= Chhatreshwori Rural Municipality =

Rural municipality in Karnali Province, Nepal

Chhatreshwori (छत्रेश्‍वरी गाउँपालिका) is a rural municipality located in Salyan District of Karnali Province of Nepal.

==Demographics==
At the time of the 2011 Nepal census, Chhatreshwori Rural Municipality had a population of 21,452. Of these, 98.9% spoke Nepali, 0.5% Magar, 0.3% Urdu, 0.1% Sign language and 0.1% other languages as their first language.

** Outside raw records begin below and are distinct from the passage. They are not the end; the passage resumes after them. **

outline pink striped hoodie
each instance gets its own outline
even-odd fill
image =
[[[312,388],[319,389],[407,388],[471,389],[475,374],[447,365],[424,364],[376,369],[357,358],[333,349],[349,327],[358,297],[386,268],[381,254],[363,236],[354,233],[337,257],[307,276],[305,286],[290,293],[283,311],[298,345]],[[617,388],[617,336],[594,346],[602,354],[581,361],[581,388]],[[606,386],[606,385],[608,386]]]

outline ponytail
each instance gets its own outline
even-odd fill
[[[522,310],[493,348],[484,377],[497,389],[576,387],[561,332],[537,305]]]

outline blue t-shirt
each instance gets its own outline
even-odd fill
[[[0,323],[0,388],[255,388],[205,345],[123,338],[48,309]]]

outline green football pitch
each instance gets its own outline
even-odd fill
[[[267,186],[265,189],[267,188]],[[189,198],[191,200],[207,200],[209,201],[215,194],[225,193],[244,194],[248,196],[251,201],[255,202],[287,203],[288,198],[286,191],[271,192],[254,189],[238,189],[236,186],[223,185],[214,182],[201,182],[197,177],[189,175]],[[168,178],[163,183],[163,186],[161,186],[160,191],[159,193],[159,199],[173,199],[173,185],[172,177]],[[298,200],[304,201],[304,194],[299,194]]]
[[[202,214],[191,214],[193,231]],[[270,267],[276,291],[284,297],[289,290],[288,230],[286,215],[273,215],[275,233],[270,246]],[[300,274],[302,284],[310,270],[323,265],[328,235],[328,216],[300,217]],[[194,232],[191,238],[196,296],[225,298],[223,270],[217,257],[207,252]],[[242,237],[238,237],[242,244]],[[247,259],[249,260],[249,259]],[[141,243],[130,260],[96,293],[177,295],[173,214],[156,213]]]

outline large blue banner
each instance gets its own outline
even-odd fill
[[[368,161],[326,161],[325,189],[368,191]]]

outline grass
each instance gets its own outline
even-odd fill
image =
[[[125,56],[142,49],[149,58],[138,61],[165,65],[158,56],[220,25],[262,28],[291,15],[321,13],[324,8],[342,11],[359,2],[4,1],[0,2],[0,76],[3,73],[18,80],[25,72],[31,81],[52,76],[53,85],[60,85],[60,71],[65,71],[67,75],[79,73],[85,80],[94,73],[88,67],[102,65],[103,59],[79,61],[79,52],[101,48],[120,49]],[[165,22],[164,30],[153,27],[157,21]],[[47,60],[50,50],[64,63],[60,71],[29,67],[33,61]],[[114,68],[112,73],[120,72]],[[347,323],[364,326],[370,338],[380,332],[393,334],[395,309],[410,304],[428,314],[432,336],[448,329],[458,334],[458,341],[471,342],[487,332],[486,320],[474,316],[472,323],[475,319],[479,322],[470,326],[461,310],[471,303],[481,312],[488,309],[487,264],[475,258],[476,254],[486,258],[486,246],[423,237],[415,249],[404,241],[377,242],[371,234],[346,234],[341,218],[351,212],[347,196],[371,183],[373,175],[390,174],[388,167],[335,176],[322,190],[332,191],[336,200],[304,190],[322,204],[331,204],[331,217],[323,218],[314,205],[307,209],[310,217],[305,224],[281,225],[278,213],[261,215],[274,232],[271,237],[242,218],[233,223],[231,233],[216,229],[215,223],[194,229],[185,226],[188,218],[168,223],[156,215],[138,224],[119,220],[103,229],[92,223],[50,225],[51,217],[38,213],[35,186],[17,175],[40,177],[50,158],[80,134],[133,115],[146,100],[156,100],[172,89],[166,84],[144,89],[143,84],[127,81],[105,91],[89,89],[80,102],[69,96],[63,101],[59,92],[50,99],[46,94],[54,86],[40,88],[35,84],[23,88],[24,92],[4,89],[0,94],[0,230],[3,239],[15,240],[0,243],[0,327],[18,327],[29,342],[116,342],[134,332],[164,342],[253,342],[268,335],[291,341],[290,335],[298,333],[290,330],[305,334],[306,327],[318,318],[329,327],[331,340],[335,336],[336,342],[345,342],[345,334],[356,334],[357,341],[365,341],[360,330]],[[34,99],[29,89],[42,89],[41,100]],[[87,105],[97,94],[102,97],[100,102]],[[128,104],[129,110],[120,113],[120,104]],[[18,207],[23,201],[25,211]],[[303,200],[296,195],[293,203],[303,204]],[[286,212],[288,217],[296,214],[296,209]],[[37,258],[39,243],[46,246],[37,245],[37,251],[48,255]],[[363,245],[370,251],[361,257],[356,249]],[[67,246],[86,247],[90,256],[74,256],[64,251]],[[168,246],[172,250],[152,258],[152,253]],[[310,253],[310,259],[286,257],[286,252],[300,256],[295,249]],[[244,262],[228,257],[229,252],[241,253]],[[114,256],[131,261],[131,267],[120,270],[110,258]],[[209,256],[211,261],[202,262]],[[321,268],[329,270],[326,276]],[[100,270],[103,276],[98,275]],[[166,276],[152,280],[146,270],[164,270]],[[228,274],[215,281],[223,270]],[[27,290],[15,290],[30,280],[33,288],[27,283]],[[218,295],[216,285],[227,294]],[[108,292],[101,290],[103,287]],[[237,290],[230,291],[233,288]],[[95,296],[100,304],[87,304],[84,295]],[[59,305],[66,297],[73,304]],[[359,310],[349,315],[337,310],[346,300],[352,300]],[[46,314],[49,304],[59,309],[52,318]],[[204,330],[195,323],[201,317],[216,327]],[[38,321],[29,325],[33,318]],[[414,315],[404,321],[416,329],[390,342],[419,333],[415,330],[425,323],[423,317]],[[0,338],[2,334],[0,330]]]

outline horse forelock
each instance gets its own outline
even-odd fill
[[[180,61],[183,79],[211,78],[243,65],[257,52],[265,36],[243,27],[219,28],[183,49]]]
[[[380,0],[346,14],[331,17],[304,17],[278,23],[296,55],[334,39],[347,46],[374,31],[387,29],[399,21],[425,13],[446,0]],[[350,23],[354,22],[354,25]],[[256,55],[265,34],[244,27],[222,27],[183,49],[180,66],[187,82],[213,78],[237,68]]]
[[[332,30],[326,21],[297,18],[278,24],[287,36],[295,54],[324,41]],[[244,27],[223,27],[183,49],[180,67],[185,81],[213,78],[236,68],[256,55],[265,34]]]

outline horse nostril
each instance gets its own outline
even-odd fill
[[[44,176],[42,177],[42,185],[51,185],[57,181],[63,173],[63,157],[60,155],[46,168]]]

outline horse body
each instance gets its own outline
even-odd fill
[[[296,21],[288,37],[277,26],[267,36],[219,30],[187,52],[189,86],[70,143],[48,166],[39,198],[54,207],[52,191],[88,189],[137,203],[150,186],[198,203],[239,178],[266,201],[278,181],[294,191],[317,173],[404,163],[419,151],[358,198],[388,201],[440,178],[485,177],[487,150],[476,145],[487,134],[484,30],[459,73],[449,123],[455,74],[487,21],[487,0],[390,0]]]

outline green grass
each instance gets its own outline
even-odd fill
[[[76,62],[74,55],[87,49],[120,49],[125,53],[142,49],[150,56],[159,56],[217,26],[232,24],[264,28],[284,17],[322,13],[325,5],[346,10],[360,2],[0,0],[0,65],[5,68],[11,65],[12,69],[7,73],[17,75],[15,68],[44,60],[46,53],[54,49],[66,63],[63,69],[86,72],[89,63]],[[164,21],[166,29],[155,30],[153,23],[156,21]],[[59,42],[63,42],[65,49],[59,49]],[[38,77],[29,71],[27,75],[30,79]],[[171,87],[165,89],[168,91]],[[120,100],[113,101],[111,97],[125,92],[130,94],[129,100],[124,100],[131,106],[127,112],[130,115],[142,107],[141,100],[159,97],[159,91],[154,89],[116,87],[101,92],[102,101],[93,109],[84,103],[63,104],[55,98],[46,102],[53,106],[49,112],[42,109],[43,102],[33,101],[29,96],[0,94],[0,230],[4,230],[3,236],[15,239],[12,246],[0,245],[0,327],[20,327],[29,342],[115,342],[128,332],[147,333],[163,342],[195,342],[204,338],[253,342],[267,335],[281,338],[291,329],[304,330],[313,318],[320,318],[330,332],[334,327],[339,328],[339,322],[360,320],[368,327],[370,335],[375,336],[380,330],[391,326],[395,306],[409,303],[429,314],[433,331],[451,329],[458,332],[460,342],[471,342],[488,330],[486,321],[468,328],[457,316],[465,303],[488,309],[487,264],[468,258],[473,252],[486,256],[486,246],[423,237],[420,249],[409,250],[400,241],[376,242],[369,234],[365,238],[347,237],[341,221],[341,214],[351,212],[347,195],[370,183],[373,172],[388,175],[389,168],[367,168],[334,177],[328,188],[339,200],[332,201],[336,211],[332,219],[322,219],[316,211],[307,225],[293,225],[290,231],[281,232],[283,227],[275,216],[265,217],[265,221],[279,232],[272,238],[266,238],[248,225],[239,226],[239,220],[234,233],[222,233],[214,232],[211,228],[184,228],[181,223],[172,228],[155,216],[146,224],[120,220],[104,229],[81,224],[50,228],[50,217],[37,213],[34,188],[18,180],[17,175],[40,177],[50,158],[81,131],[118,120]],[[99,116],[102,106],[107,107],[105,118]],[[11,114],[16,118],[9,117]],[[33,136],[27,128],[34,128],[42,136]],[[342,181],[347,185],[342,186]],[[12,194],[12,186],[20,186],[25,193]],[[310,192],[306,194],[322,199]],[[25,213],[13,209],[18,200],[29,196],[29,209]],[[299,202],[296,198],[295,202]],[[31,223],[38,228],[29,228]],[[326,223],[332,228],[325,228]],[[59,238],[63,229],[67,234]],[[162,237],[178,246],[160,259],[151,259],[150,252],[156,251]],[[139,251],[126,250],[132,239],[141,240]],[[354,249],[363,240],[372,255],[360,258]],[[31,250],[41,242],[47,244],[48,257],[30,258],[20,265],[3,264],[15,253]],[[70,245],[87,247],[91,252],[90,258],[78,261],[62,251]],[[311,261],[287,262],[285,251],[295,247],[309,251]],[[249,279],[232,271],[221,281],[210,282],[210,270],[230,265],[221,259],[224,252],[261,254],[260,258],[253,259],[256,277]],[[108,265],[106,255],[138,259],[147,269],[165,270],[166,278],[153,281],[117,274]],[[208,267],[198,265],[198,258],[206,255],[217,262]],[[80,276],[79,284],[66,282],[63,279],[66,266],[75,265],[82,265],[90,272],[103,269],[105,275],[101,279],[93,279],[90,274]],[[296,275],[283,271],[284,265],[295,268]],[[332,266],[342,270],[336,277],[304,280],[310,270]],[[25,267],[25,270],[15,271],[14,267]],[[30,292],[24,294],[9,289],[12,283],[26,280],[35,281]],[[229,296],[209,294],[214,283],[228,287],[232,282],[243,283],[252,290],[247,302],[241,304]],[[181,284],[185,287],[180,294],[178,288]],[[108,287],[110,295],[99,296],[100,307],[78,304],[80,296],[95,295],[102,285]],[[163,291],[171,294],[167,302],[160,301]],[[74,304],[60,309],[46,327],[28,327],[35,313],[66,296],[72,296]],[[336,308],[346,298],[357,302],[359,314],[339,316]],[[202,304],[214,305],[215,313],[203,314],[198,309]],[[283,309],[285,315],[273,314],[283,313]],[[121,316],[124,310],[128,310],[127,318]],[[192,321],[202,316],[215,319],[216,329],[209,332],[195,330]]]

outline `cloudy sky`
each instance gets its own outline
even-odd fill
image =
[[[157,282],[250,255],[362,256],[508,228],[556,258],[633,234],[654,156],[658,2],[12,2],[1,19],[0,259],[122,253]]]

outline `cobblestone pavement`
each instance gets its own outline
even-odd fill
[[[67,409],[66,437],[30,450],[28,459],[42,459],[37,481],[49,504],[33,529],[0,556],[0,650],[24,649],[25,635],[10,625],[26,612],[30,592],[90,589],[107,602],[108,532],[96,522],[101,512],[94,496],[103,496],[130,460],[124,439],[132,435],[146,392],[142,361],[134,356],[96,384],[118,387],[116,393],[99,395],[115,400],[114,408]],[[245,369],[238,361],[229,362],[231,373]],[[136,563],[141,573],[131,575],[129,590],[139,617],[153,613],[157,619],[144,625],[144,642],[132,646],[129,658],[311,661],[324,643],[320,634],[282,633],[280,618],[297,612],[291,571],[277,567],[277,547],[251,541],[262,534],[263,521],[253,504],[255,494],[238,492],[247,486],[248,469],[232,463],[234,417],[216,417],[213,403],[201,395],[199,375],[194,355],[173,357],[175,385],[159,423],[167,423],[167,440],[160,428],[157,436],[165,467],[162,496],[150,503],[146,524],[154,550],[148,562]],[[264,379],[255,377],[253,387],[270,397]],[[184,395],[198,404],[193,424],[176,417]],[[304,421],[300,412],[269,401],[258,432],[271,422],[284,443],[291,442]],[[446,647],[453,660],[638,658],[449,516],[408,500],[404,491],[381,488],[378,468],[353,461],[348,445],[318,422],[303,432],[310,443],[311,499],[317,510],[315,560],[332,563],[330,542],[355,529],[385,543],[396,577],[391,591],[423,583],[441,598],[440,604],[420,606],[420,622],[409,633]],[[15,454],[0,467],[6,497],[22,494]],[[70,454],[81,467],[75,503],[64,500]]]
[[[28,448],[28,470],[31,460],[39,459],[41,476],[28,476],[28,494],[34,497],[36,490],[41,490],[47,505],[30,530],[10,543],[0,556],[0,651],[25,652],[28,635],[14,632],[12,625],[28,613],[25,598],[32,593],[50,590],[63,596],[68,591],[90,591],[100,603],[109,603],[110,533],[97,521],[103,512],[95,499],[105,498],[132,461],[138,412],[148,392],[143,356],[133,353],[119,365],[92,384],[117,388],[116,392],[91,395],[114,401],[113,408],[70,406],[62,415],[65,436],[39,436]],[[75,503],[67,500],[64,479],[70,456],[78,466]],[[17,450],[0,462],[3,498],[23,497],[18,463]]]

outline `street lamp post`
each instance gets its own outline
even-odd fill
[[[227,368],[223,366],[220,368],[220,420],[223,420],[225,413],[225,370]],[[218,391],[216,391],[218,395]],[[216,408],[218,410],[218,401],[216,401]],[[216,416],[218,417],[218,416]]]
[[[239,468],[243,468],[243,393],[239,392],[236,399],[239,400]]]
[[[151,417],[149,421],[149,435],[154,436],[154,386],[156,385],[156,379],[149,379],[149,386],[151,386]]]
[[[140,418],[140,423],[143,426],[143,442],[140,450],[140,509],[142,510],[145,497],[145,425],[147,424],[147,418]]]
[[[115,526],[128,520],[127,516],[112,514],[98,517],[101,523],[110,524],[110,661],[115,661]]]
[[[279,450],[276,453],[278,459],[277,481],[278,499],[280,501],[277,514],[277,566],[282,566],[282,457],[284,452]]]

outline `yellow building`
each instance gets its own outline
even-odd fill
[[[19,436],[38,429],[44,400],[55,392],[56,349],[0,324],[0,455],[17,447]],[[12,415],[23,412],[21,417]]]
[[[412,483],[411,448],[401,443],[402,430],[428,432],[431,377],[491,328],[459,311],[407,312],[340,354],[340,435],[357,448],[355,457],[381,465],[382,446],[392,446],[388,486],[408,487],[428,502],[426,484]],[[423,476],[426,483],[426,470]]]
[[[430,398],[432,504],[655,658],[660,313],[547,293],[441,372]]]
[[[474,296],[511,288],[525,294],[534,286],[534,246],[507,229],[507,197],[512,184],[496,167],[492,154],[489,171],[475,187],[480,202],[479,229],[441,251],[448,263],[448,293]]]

In terms of ethnicity/caste, 52.1% were Chhetri, 15.0% Magar, 12.1% Kami, 5.7% Thakuri, 4.3% Hill Brahmin, 4.3% Sarki, 3.8% Sanyasi/Dasnami, 1.8% Damai/Dholi, 0.4% Musalman, 0.3% Newar, 0.2% Badi, 0.1% Tharu and 0.1% others.

In terms of religion, 97.7% were Hindu, 0.9% Buddhist, 0.8% Christian, 0.4% Muslim and 0.2% others.

In terms of literacy, 67.8% could read and write, 2.2% could only read and 29.9% could neither read nor write.